Next, twin intraclass correlations (e.g., correlations between Twin 1 and Twin 2 on the MEBS total score) were calculated in MZ and DZ twin pairs separately. If MZ correlations are greater than DZ correlations, but not greater than twice the DZ correlations, additive genetic influence (A) is suggested. If MZ correlations are more than two times greater than DZ correlations, dominant genetic influence (D) is suggested. If DZ correlations are greater than half the MZ correlation, shared environmental effects (C in classic twin designs) are suggested. Notably, twin correlations are unable to disentangle family-specific (F) and sibling-specific (S) shared environmental influences, as both types of shared environmental influence would make twins similar to each other. However, the combination of parent–offspring and twin correlations can provide an initial indication of the influences of A, D, F, S, and E. Non-shared environmental influences (E; factors that make co-twins dissimilar to each other, including measurement error) are suggested when MZ correlations are less than 1.00.

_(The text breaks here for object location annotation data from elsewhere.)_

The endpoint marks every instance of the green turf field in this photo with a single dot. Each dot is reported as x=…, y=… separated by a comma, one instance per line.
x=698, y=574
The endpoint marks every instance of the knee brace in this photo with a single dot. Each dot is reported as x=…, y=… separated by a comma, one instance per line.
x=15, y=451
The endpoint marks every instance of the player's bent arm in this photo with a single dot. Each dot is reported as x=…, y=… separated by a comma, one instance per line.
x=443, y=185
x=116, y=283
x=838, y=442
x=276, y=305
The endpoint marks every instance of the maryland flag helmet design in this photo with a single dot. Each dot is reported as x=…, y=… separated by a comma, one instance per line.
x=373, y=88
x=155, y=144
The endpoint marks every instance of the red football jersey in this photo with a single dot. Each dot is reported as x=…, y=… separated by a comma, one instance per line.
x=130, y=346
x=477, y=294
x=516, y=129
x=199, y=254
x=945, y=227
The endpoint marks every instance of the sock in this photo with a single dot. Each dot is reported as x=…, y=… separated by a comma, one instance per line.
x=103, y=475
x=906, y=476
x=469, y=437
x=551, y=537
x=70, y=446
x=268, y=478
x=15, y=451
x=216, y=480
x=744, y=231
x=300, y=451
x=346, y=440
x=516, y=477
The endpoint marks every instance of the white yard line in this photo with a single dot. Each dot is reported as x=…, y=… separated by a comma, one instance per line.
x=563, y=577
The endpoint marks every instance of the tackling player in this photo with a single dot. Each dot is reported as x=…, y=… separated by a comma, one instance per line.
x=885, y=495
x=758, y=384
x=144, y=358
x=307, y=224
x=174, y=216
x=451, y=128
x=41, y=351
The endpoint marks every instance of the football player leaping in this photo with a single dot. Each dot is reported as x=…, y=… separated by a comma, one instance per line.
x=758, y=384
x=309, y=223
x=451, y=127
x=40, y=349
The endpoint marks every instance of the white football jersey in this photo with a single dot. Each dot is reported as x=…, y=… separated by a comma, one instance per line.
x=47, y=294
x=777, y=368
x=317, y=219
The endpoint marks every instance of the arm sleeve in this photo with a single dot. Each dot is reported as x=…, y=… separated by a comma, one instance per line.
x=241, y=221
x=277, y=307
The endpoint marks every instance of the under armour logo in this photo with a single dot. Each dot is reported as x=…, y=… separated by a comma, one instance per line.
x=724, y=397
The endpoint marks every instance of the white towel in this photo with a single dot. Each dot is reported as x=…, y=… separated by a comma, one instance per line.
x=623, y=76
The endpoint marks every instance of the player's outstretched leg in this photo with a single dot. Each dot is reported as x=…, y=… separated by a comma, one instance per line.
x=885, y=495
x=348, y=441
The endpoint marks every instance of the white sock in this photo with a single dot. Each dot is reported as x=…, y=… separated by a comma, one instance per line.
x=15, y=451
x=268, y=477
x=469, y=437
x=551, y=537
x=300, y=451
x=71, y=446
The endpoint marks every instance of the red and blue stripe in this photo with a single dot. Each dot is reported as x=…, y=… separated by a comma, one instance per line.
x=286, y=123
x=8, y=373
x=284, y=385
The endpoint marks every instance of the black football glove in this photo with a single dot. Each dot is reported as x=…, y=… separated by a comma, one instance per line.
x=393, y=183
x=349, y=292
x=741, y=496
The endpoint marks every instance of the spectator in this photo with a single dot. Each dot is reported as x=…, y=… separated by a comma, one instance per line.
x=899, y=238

Nuclear twin family models (NTFMs)

NTFMs were conducted using the structural equation modeling program, Mx (Neale et al., 1997) to explore the extent to which parents’ internalizing symptoms may genetically and/or environmentally contribute to variance in daughters’ disordered eating. Missing data was accounted for using Full-Information Maximum Likelihood (FIML) raw data techniques, which allow for less biased estimates than pairwise or listwise deletions if missing data are present (Little & Rubin, 1987). FIML assumes any missing data is missing at random (i.e., the probability the data are missing is unrelated to the value). FIML also allows for the retention of families missing one or more family members (see Supplemental Table 3 for details about family member participation in our sample).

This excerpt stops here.